Researchers from the São Paulo State Cancer Institute (ICESP) with their new findings injected a biomedical engineered virus in mice with prostate cancer to fight back the tumor cells. In some of the cases, the modified virus itself made the tumor cells more vulnerable to chemotherapy drugs stopping the tumor progression.
The findings of the research paper “Combination of cabazitaxel and p53 gene therapy abolishes prostate carcinoma tumor growth” are published in the journal the Nature.
The research was led by Bryan Eric Strauss who explains the research by saying, “We used a combination of gene therapy and chemotherapy to combat prostate cancer in mice. We chose the weapon we considered most likely to work as a tumor suppressant.”
They made use of the p53 gene that is known for controlling cell death in both rodents and humans. P53 was inserted in adenovirus which was then administered to the tumors in the mice.
Strauss explains, “First, we implanted human prostate cancer cells in the mice and waited for tumors to grow. We then injected the virus directly into the tumors. We repeated this procedure several times. On two of these occasions, we also systemically administered cabazitaxel, a drug commonly used in chemotherapy. After that, we observed the mice see if the tumors developed.”
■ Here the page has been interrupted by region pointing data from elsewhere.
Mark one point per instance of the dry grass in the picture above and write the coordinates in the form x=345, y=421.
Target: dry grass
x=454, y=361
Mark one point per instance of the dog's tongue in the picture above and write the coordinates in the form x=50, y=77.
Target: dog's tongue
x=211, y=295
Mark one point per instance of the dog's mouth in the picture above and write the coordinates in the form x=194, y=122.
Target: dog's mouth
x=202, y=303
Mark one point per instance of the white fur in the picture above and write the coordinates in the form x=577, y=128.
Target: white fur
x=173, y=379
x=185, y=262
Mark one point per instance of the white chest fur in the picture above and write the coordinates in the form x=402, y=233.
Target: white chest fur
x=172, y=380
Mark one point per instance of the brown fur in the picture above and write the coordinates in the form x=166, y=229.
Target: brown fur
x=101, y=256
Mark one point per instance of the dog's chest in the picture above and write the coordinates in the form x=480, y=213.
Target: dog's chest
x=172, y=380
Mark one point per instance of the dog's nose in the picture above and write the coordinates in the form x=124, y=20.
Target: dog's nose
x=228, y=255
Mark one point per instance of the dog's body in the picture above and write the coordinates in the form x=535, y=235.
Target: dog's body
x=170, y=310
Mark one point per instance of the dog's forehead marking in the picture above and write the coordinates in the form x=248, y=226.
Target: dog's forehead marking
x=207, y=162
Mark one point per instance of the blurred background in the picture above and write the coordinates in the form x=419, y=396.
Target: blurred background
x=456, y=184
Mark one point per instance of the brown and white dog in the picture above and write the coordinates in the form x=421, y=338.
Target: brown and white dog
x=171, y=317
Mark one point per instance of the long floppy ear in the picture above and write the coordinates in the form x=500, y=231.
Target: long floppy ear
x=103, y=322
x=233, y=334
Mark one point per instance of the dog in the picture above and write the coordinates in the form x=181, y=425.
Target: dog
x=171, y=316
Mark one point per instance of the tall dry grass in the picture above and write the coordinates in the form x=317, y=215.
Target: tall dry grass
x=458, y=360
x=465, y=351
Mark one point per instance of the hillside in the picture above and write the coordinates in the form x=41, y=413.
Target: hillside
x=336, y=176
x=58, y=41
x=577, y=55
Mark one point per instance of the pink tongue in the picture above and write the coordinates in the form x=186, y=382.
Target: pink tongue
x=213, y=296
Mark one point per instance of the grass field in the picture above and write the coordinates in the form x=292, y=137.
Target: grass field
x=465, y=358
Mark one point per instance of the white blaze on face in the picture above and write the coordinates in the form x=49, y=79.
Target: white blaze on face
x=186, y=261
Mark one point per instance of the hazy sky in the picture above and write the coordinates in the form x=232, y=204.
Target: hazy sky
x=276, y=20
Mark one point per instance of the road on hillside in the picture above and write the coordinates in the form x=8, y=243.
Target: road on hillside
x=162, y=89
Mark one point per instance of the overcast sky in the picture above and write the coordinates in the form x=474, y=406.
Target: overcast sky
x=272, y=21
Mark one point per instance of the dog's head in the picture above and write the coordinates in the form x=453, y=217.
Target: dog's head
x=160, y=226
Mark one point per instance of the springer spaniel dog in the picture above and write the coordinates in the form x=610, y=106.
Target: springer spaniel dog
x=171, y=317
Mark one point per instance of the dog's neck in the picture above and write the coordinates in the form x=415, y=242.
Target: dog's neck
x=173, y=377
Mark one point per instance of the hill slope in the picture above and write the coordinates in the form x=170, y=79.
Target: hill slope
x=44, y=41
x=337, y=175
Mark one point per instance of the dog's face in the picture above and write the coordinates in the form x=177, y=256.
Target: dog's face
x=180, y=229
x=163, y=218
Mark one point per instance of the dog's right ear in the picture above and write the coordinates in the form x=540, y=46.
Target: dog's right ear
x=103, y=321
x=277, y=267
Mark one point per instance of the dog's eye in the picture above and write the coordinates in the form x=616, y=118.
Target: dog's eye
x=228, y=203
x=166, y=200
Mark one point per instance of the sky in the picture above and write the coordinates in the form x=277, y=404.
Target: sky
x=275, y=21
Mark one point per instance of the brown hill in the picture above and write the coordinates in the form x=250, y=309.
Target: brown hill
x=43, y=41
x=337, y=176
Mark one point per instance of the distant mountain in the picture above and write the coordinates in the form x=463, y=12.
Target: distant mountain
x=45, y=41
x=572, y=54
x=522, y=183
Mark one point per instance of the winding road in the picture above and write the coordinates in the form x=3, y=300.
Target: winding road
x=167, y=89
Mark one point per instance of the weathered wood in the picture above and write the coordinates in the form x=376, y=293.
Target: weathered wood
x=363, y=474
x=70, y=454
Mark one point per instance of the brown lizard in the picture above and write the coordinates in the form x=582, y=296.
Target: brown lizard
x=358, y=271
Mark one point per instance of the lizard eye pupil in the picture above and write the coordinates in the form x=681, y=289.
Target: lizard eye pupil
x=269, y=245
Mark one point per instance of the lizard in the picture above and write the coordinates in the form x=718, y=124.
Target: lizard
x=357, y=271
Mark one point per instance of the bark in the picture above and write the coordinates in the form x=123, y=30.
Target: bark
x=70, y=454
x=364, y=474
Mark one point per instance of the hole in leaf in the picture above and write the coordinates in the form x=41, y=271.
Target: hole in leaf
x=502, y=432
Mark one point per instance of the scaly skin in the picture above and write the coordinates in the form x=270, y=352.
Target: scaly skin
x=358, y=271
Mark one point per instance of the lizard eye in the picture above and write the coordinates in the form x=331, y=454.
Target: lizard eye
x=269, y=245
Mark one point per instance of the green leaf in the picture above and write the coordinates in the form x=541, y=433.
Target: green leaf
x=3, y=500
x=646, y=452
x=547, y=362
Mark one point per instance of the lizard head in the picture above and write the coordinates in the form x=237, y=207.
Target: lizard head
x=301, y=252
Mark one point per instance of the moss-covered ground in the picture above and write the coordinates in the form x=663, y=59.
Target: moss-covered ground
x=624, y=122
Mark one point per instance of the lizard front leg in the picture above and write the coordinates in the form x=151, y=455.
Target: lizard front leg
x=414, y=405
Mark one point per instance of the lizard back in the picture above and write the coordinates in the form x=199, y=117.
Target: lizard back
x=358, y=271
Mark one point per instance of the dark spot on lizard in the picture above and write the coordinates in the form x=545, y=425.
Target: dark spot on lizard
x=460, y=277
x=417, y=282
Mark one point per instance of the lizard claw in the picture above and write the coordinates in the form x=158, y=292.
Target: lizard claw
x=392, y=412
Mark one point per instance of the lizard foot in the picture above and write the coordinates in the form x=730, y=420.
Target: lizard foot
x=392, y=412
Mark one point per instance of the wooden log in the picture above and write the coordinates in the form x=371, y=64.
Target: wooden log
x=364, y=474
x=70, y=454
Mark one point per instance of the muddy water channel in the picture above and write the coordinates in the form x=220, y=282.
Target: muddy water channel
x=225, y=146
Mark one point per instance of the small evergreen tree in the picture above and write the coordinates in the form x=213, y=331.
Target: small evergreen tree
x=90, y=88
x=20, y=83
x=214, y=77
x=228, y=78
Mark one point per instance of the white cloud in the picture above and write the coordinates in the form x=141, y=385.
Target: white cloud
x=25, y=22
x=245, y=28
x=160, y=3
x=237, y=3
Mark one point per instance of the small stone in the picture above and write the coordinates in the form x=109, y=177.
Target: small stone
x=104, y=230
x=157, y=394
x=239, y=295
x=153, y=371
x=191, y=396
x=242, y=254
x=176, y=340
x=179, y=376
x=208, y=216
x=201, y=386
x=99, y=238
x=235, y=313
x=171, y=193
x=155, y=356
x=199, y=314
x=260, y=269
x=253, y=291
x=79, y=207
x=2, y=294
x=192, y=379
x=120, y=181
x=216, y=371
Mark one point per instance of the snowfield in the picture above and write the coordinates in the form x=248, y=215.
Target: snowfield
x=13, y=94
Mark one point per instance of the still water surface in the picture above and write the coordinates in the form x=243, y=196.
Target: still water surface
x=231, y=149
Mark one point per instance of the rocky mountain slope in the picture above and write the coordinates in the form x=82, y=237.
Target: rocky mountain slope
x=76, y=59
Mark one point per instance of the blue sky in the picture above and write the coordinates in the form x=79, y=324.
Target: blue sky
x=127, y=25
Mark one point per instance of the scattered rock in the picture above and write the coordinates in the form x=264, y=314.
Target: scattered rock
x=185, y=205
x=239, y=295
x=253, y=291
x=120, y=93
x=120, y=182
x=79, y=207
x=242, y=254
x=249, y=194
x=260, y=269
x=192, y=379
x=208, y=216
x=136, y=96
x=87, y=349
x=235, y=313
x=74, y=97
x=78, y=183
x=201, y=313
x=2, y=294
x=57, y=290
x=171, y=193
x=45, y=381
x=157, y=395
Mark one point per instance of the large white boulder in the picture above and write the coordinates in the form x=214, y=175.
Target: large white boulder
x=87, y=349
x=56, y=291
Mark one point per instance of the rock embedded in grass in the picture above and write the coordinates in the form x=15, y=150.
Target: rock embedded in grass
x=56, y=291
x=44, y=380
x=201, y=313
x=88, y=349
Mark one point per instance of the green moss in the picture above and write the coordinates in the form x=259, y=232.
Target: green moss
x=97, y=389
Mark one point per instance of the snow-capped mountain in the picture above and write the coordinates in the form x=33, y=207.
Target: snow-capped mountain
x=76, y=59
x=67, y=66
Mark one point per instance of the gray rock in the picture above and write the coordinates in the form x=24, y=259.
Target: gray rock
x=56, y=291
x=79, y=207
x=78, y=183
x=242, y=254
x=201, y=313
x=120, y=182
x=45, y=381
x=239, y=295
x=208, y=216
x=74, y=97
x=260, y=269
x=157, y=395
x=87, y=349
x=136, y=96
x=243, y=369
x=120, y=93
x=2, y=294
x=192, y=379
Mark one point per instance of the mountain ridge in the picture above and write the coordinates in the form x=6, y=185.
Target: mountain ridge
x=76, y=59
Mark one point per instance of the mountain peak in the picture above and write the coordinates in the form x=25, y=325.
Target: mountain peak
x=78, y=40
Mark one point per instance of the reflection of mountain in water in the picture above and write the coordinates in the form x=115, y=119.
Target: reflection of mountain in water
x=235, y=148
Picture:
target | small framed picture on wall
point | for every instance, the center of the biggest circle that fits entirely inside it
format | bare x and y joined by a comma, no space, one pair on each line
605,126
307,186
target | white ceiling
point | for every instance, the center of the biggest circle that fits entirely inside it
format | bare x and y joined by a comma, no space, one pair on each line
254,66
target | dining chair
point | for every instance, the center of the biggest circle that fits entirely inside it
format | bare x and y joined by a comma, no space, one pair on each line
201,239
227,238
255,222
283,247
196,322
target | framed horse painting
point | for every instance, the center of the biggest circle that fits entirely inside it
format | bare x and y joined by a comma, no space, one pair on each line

All the mice had tumor cells of prostate cancer. For a control group, researchers added another virus in the mice. The second group received a virus having p53 while the third received only the drug cabazitaxel. In the fourth one, a combination of both the virus and drug was injected in the mice.
The modified virus actually gains access to the genetic material of the nucleus triggering cell death. The p53 gene proved successful in killing the tumor cells of prostate cancer.
He says, “Individual treatments with p53 or cabazitaxel alone had an intermediate effect in terms of controlling tumor growth, but the combination had the most striking result, totally inhibiting tumors,”
It was clear in the experiment that it is due to the modified virus. He further said, “The association of the drug with gene therapy resulted in full control of tumor growth. In other words, we observed an additive or even synergistic effect. It can also be assumed that the virus with p53 made tumor cells more sensitive to the action of the chemotherapy drug.”
Strauss asserts that the virus needs to be injected directly into the tumor cells and not in the bloodstream. Chemotherapy causes leukopenia (loss of white blood cells). Strauss says, “In our study, we used a subtherapeutic dose, which was not sufficient to control the tumor. This was done to avoid leukopenia.”
It is necessary to stimulate the person’s immune system as the p53 gene does not guarantee the complete elimination of the tumor cells. If the combination of p53 and cabazitaxel is insufficient for this purpose, Strauss asks for using additional gene like an interferon-beta gene.
“Both p53 and interferon-beta can kill tumor cells. We wanted to combine them for cell death to wake up the immune system. This is known as immunogenic cell death,” he says.
This idea is based on the findings of previous researches which shows that the combination can stimulate the immune system to stop recognizing the tumor cells as a part of their own body and start considering it as a foreign agent.
“When this happens, the immune system combats tumor cells both at the treatment site and in tumors located elsewhere.” Strauss concludes by saying, “Our goal now is to refine these approaches. We’re engaged in experiments to find out whether they deserve to advance to the stage of clinical trials in human patients.”